Jörg Widmann (clarinette)
London Voices, Ben Parry (direction), Chœur de l’Orchestre de Paris, Lionel Sow (chef de chœur), Orchestre de Paris, Daniel Harding (direction)


Deux concerts gratuits... pour ses cinquante ans, l’Orchestre de Paris est grand seigneur. La Philharmonie, pourtant, éclairée de néons colorés rappelant les mises en scène d’Oliver Py, n’a pas affiché complet, du moins pour le second. A cause du programme, qui ne remontait pas au-delà de Debussy ? De l’absence de grand soliste international ? Il y a encore beaucoup à faire pour la formation des publics français… Mais cela montre les affinités de l’orchestre avec différents visages de la modernité musicale, incarnés par Stravinsky, Berio, Ligeti, et, aujourd’hui, Jörg Widmann, son compositeur en résidence : cela fait quatre générations... Est-on si loin du concert inaugural du novembre 1967, aux Champs-Elysées ? Certes Charles Münch finissait par un de ses grands chevaux de bataille romantiques, la Symphonie fantastique. Mais il avait commencé par La Mer, également choisie par Daniel Harding. Et la musique contemporaine était représentée : première française des Requiem Canticles de Stravinsky, un an après la création américaine par Robert Craft, avec Denise Scharley et Pierre Thau.

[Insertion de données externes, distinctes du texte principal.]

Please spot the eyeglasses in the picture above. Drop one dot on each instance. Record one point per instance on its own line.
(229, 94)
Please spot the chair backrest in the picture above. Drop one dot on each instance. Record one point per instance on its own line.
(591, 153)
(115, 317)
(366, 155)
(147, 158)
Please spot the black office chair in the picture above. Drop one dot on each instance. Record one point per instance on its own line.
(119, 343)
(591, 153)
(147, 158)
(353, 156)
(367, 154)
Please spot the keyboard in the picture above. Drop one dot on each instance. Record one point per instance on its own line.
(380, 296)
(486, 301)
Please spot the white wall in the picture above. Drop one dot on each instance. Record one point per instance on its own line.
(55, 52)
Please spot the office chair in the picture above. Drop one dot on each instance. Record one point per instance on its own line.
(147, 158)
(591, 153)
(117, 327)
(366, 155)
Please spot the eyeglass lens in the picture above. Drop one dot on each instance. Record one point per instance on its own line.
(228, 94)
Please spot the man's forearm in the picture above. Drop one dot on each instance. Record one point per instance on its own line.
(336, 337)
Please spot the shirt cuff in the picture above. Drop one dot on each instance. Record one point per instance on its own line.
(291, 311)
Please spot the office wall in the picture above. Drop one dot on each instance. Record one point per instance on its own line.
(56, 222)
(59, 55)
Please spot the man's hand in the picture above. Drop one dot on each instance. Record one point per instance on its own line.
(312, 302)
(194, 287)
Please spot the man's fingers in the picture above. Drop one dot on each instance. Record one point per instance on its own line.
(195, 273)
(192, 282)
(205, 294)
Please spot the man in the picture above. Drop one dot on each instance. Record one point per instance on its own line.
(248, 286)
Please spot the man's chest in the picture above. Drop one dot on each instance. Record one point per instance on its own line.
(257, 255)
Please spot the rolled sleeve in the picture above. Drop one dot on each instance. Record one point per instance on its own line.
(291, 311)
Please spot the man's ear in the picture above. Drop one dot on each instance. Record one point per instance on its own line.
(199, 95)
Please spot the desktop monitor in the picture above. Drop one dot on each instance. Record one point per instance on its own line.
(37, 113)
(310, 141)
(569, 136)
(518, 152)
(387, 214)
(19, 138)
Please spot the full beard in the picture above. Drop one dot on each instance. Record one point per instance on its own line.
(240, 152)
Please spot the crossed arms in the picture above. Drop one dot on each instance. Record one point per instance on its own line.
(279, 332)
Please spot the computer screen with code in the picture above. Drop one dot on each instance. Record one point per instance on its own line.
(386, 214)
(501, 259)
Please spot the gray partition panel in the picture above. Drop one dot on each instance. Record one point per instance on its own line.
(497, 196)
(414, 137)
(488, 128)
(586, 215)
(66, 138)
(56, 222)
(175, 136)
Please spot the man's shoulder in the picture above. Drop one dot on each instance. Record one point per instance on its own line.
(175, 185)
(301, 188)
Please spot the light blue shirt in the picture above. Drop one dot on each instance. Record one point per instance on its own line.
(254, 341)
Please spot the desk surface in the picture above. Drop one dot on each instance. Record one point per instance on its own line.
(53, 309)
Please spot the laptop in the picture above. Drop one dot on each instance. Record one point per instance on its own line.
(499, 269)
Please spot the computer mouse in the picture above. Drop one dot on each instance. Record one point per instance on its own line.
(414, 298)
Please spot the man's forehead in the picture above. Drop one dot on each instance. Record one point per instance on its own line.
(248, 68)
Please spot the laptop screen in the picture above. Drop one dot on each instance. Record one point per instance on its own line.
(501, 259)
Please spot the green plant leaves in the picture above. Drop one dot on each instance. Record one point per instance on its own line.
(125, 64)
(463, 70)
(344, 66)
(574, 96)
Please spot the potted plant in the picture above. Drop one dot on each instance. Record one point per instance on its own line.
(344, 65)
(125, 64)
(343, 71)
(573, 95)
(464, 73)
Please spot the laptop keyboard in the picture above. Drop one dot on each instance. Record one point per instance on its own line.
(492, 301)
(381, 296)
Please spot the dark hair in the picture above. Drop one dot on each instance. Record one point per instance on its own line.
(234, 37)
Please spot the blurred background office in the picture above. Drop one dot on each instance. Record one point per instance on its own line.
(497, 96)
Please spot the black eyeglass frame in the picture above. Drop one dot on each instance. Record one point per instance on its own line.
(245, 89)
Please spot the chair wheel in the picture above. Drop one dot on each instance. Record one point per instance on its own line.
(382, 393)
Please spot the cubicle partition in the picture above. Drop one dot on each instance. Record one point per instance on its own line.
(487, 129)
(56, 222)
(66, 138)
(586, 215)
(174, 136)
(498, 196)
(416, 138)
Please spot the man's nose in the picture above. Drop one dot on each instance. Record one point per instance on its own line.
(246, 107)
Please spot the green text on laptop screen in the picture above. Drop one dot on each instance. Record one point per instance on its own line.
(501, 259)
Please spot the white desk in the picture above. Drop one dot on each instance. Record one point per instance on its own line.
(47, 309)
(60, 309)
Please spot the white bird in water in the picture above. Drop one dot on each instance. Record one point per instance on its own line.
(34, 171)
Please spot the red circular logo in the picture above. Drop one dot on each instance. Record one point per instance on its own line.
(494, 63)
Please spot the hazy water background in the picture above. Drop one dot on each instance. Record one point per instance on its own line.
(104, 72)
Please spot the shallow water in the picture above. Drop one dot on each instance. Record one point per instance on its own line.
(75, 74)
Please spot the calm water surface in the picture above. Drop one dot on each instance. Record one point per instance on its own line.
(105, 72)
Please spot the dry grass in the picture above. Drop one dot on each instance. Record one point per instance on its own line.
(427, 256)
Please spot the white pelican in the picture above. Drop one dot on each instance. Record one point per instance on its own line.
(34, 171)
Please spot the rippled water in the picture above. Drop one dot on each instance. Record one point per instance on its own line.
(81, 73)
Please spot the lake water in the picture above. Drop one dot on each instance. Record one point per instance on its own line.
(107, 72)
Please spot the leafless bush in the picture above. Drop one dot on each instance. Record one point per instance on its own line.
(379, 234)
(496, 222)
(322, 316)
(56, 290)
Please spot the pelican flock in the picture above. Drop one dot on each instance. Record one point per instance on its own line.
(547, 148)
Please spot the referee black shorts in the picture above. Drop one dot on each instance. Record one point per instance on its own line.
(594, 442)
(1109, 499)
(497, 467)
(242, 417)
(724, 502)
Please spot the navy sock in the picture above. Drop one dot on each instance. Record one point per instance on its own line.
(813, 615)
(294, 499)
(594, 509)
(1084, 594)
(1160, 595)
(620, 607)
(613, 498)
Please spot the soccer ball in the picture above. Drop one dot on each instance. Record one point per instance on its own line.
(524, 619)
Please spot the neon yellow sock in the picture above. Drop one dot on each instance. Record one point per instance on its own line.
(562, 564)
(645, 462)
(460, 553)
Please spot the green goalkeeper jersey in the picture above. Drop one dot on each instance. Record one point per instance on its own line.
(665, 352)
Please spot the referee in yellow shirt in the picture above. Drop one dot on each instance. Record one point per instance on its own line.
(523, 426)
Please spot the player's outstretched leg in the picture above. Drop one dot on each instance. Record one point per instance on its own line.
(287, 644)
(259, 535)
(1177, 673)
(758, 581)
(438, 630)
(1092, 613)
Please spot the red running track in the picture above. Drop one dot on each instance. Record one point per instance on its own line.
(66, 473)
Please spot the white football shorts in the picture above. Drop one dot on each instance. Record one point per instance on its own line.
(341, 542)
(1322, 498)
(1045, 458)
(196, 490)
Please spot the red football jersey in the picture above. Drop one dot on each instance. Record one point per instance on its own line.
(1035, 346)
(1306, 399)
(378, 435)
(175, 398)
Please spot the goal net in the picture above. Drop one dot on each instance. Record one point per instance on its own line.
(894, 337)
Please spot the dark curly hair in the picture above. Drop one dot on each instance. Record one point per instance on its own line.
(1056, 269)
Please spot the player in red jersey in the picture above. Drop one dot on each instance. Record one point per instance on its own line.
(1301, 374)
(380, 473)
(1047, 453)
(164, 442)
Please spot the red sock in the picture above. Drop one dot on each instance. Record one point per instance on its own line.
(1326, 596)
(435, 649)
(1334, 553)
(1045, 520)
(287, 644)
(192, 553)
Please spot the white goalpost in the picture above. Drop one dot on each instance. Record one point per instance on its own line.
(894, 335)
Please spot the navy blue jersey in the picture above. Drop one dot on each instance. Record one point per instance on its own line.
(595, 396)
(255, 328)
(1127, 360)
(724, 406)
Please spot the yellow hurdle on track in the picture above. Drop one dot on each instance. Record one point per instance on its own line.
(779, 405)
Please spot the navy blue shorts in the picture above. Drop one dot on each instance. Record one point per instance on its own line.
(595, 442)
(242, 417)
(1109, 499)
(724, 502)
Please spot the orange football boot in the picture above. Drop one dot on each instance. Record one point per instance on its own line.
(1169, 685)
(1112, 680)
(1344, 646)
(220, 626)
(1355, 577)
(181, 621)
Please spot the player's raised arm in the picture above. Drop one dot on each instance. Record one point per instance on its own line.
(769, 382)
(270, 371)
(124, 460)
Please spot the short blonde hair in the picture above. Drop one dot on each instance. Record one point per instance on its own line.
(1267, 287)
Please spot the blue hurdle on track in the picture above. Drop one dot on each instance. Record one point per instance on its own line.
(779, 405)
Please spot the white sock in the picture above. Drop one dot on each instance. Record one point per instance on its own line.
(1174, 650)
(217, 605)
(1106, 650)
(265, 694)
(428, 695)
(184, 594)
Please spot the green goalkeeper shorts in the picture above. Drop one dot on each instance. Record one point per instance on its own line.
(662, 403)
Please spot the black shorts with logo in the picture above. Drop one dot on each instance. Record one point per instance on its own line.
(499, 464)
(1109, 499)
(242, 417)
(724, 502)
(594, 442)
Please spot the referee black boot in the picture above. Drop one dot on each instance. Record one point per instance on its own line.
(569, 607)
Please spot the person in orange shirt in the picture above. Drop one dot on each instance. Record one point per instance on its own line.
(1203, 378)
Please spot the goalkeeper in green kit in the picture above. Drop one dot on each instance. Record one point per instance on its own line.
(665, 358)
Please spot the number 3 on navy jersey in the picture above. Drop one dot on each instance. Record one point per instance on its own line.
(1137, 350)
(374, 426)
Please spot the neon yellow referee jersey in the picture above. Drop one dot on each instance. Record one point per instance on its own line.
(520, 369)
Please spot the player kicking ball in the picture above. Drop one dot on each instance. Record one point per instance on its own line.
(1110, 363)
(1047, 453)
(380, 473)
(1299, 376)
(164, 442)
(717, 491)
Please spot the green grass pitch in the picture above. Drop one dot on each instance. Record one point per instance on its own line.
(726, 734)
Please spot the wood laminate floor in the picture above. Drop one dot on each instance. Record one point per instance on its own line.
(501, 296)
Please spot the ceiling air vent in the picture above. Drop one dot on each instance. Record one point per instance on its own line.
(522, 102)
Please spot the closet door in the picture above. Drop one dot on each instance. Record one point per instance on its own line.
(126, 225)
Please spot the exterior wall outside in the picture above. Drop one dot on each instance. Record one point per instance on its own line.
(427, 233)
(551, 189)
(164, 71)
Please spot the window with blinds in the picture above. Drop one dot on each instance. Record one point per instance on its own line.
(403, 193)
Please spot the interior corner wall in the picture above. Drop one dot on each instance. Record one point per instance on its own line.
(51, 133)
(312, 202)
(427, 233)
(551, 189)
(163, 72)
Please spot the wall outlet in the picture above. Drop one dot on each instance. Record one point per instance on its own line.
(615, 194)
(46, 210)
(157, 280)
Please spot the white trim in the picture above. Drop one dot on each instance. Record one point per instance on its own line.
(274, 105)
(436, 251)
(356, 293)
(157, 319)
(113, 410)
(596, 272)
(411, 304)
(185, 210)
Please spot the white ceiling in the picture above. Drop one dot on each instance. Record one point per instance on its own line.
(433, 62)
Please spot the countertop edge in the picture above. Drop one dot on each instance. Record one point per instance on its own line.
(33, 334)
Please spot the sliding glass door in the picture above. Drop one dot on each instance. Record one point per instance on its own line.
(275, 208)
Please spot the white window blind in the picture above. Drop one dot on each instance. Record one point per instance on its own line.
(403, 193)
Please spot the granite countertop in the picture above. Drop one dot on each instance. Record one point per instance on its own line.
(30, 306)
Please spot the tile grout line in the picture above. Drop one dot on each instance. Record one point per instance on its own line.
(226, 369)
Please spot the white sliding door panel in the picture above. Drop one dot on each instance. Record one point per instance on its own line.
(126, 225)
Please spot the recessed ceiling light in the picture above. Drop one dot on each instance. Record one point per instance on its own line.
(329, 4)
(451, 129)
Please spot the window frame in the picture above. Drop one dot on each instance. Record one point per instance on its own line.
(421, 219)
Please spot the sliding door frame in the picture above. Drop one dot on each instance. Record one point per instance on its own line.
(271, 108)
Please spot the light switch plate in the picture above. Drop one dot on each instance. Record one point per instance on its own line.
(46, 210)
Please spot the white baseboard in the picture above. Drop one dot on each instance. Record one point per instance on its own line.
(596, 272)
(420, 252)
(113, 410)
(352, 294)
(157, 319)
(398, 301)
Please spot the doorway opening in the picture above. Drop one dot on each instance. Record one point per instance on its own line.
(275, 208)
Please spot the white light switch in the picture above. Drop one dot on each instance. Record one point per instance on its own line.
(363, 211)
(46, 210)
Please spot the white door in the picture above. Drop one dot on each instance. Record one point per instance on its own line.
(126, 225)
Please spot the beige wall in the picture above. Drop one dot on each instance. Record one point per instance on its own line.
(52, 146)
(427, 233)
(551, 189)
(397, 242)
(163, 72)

La Sinfonia de Berio, aujourd’hui grand classique du vingtième siècle, éblouit par sa virtuosité éruptive, parfois orgiaque, avec des London Voices magnifiques, parfaits successeurs des Swingle Singers. On admire la maîtrise du chef, qui évite la dispersion dans l’éclatement et le collage, notamment pour la fameuse troisième partie, où Berio reprend, en le détournant et en le contournant, l’intégralité du Scherzo de la Deuxième Symphonie de Mahler. Cinquante et un an après, ce melting-pot musical et culturel, pourtant très marqué par son époque, n’a pas pris une ride – du moins ainsi conçu.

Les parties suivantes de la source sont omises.